Growth on methane is slower than on acetate or other multicarbon substrates for
M. silvestris [
17]. Methane is the least preferred substrate for
M. silvestris. Because all methanotrophs demonstrate slow growth rates and the catalytic efficiencies (kcat/K
m) of methane-oxidizing enzymes are lower than the median value of enzymes involved in central metabolism [
38], it has been speculated that high levels of MMO expression could help methanotrophs to overcome limitations in carbon uptake. Therefore, even though
M. silvestris cells grow more slowly on methane than on multicarbon substrates [
17], high levels of sMMO expression partially compensate for that.

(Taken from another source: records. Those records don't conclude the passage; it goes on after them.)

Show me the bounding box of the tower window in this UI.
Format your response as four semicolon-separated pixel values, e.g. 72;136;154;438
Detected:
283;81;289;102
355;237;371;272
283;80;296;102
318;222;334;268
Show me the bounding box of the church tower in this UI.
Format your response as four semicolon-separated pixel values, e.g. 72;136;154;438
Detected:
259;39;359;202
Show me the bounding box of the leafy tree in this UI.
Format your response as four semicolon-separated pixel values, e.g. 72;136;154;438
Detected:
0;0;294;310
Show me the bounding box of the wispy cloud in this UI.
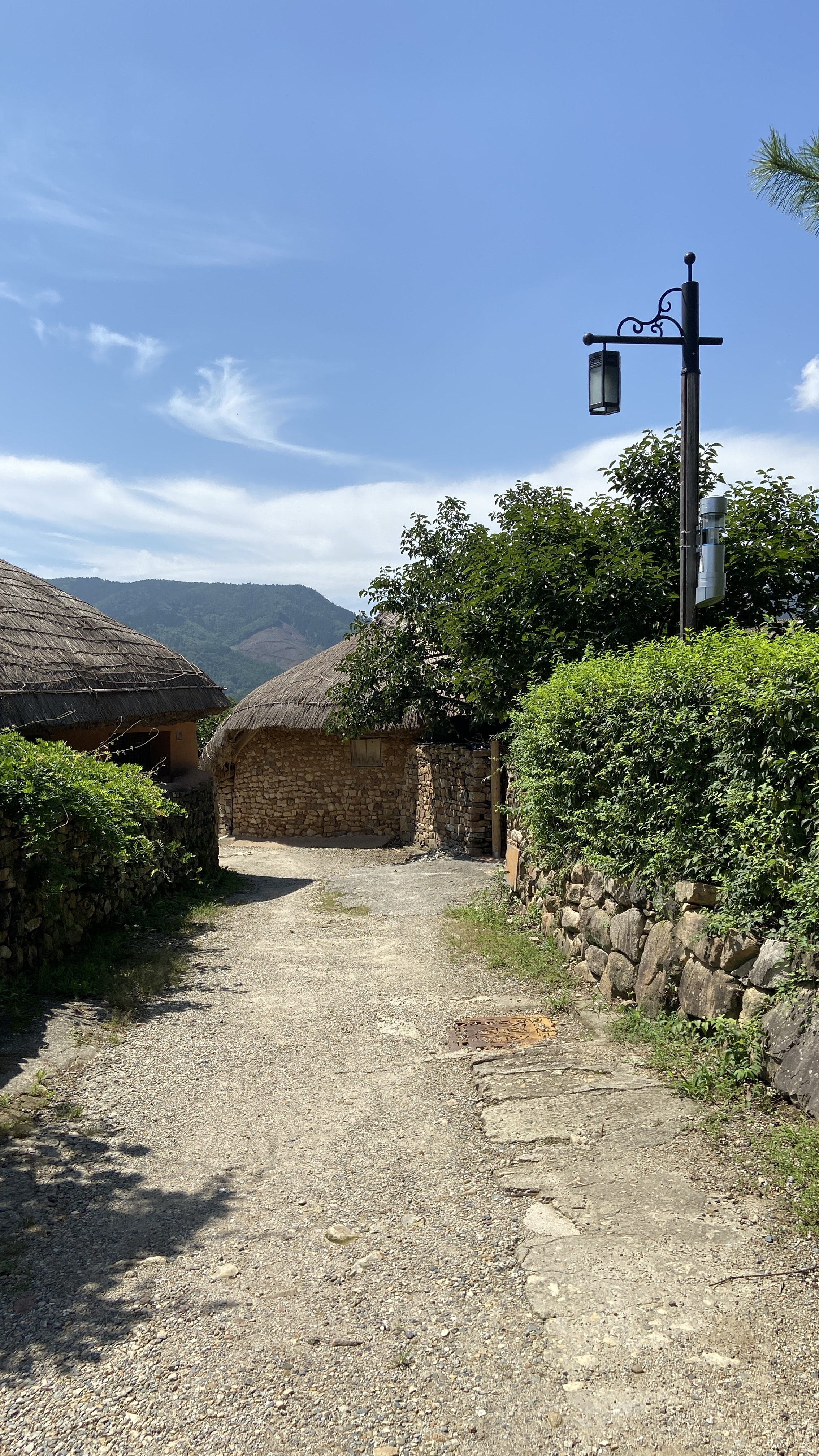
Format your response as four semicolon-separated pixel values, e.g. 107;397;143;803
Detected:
86;323;168;374
0;138;290;275
31;316;168;374
794;354;819;409
0;429;819;606
160;354;354;463
0;282;60;312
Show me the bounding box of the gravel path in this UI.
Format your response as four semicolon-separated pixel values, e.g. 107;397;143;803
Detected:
0;843;819;1456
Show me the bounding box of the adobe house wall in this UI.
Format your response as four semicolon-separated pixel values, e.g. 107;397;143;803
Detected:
401;742;493;856
230;728;417;838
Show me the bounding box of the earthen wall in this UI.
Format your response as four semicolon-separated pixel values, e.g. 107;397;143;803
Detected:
220;728;415;838
401;742;493;855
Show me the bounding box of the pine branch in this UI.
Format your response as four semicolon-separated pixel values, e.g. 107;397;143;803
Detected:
749;127;819;233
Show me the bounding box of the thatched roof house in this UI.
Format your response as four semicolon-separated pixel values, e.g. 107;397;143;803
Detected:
0;560;229;767
200;641;420;838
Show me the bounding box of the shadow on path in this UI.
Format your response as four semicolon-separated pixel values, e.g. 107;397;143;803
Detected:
0;1124;233;1376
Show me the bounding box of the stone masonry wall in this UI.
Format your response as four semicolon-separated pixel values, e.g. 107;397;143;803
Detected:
401;742;493;855
507;828;819;1117
226;728;415;838
0;769;218;972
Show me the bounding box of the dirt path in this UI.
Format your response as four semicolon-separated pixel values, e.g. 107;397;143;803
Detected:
0;845;819;1456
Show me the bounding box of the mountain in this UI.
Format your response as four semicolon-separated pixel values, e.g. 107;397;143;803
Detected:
51;577;353;697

M. stellata cells grow on methane more slowly than
M. silvestris cells do, and indeed show lower levels of sMMO gene expression. An environmental cue that might enhance transcriptional activation of the
mmo operon in
M. stellata hasn’t been identified yet. We tested an influence of carbon dioxide (CO
2) and cerium (III) on transcriptional activation of the
mmo promoter in
M. stellata. Neither CO
2 nor cerium (III) could enhance transcriptional activation of the
mmo promoter in
M. stellata. It has been shown in
Methylosinus trichosporium [
26] and
Methylomicrobium buryatense [
28] that the addition of light REE (La, Ce, Pr, and Nd) upregulates the expression of a gene encoding XoxF methanol dehydrogenase and downregulates the expression of a gene coding for another type of methanol dehydrogenase, MxaF. Moreover, REE were essential as cofactor in the XoxF enzyme of the verrucomicrobial methanotroph,
Methylacidiphilum fumariolicum SolV [
27]. Farhan et al. [
26] also suggested that in
Methylosinus trichosporium, XoxF can only serve as the methanol dehydrogenase under conditions in which sMMO is expressed. In our experiments, the addition of cerium (III) did not affect the growth, methane consumption and
mmo promoter activity in
M. stellata. Therefore, a question about an environmental cue to enhance transcriptional activation of the
mmo operon in
M. stellata remains to be elucidated.
The most important issue, however, is still the question of what kind of transcriptional regulator(s) governs transcription of mmo genes in either M. stellata or M. silvestris, and why these differ so dramatically. A more detailed study is required to identify a potential regulator in each organism. In this study, we provide solid proof that a different mode of transcriptional regulation of sMMO contributes to the facultative lifestyle of Methylocella silvetris BL2 as compared to its sibling obligate methanotroph Methyloferula stellata AR4.